Observing proteins from birth to breakdown

ERC Consolidator Grant for Friedrich Förster

Friedrich Forster

He is one of the pioneers of a technique that makes it possible to observe cellular structures in molecular detail. And now Friedrich Förster, recently appointed Professor of Cryo-Electron Microscopy at Utrecht University, has been awarded a prestigious ERC Consolidator Grant. He will use the grant to study the workings of the endoplasmic reticulum, the compartment of the cell that specializes in the production of proteins. In so doing, he hopes to discover why the production of these proteins occasionally malfunctions, a situation occurring in many diseases.

Förster uses cryo-electron tomography (CET), a method that is similar to a CT scan, but used on cells that have been cryogenically frozen. This technique allows him to create three-dimensional images of macromolecules. “The main benefit of this method is that you don’t have to isolate the proteins that you want to study, as is the case in many other techniques”, he explains. “We observe them in their native surroundings, in almost life-like conditions.” CET makes it possible to observe the entire process of protein formation, from the ‘birth’ of the proteins, to the way they fold, how sugar groups bind to them, and eventually how they are broken down when defective or no longer needed.

Resolution revolution

The resolution of this imaging technology has dramatically improved over the past few years.
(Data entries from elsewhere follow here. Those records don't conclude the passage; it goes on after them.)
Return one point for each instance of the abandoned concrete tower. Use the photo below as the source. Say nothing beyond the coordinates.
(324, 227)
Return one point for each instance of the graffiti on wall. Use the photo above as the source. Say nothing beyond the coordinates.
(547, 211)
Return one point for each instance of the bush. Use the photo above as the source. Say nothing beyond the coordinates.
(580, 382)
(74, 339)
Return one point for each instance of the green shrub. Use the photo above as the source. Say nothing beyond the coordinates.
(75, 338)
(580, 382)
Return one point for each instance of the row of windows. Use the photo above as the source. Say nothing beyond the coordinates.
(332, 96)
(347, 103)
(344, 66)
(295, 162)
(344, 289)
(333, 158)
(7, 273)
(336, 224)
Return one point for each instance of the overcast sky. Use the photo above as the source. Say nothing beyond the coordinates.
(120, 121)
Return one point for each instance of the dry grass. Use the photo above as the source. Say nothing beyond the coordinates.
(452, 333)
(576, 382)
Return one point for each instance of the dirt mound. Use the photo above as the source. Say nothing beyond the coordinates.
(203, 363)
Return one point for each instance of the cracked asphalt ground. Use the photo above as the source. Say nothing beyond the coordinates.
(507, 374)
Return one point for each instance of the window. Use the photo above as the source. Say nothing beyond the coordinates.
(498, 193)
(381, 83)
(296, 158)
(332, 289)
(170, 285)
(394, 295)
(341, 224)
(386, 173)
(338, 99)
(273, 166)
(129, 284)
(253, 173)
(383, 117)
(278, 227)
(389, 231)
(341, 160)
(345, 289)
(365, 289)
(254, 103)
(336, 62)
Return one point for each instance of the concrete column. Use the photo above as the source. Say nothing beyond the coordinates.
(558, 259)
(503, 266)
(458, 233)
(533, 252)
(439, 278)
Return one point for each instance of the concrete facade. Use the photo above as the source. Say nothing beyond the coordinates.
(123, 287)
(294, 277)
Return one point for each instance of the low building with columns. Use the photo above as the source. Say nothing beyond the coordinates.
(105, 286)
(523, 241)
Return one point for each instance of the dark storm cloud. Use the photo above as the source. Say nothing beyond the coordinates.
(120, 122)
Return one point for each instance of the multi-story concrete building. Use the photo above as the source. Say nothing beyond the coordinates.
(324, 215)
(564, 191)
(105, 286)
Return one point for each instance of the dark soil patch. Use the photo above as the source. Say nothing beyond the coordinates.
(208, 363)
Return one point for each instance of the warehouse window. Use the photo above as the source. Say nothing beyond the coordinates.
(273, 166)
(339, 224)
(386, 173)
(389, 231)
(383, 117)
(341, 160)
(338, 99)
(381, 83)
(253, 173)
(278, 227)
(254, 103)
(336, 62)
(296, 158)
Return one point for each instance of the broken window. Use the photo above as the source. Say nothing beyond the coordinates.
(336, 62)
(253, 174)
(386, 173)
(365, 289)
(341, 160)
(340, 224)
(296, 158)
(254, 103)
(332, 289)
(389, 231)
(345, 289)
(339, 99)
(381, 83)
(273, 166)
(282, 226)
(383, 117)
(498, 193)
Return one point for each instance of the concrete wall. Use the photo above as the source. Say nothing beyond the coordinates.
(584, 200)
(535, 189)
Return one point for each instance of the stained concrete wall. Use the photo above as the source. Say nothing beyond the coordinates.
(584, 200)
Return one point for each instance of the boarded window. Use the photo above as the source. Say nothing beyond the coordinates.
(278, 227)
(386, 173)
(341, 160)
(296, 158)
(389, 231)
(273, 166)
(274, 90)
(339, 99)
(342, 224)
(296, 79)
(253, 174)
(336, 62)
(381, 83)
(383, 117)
Förster: “Around three years ago, there was a revolution when a direct detection method became available. Images that had contained low amounts of signal before suddenly became much clearer.” With his background as a physicist, Förster is always working to improve the technique. At Utrecht University, he now has access to one of the newest, most advanced CET microscopes in the local facility ‘EM square’. 
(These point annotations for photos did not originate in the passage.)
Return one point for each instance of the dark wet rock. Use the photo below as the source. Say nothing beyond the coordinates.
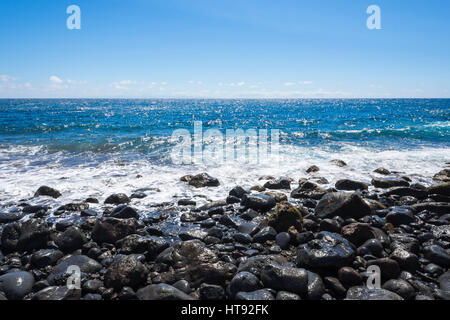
(407, 191)
(186, 202)
(211, 292)
(232, 200)
(213, 205)
(8, 217)
(117, 198)
(405, 242)
(335, 286)
(243, 238)
(349, 185)
(88, 213)
(316, 287)
(283, 240)
(400, 287)
(389, 268)
(258, 202)
(266, 234)
(35, 209)
(331, 225)
(342, 204)
(196, 263)
(125, 271)
(27, 236)
(138, 195)
(111, 230)
(278, 196)
(124, 212)
(74, 207)
(438, 255)
(47, 191)
(244, 282)
(387, 183)
(161, 292)
(436, 207)
(443, 176)
(16, 285)
(70, 240)
(444, 281)
(256, 264)
(262, 294)
(312, 169)
(45, 257)
(238, 192)
(287, 279)
(372, 247)
(192, 234)
(400, 216)
(151, 245)
(278, 184)
(339, 163)
(308, 190)
(61, 271)
(287, 215)
(328, 250)
(203, 180)
(93, 286)
(91, 200)
(358, 233)
(183, 285)
(382, 171)
(57, 293)
(284, 295)
(364, 293)
(406, 260)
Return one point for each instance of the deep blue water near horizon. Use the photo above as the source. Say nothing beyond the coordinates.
(129, 125)
(94, 147)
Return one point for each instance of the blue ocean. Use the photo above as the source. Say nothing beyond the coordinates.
(89, 147)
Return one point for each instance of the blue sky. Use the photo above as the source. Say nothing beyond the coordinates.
(224, 49)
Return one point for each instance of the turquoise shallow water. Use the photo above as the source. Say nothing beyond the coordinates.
(89, 147)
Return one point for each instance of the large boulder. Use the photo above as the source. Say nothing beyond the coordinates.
(111, 230)
(117, 198)
(350, 185)
(328, 250)
(285, 279)
(134, 243)
(342, 204)
(16, 285)
(308, 190)
(60, 273)
(125, 271)
(202, 180)
(258, 202)
(124, 212)
(56, 293)
(287, 215)
(194, 262)
(70, 240)
(442, 189)
(386, 183)
(365, 293)
(47, 191)
(281, 183)
(161, 291)
(27, 236)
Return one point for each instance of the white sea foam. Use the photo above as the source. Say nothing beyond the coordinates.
(20, 177)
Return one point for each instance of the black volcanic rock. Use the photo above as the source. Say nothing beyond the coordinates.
(342, 204)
He came to Utrecht from Germany, where he studied in Aachen, then earned his PhD and worked at the Max Planck Institute for Biochemistry in Munich, specifically to work with the university’s equipment. He is working at the Bijvoet Center for Biomolecular Research since last summer. Förster: “Here in Utrecht, I can work together with other groups who do a lot of structural biology research. Plus, they do extremely high-level research on membrane-bound proteins here.”

Implications in diseases

Around one third of the production of proteins occurs at the endoplasmic reticulum (ER). Many diseases are tied to mistakes that start there. For example, proteins can be folded incorrectly, or problems can occur in the process of binding to sugar groups, called glycosylation. We know that the ER is involved in the disease cystic fibrosis, and there are implications that part of the problem behind various neurodegenerative diseases like Alzheimer’s lies in the ER. Förster hopes that his research, which has just received more than two million Euros in funding as part of the ERC Grant, will be able to contribute to a greater understanding of the causes of these diseases.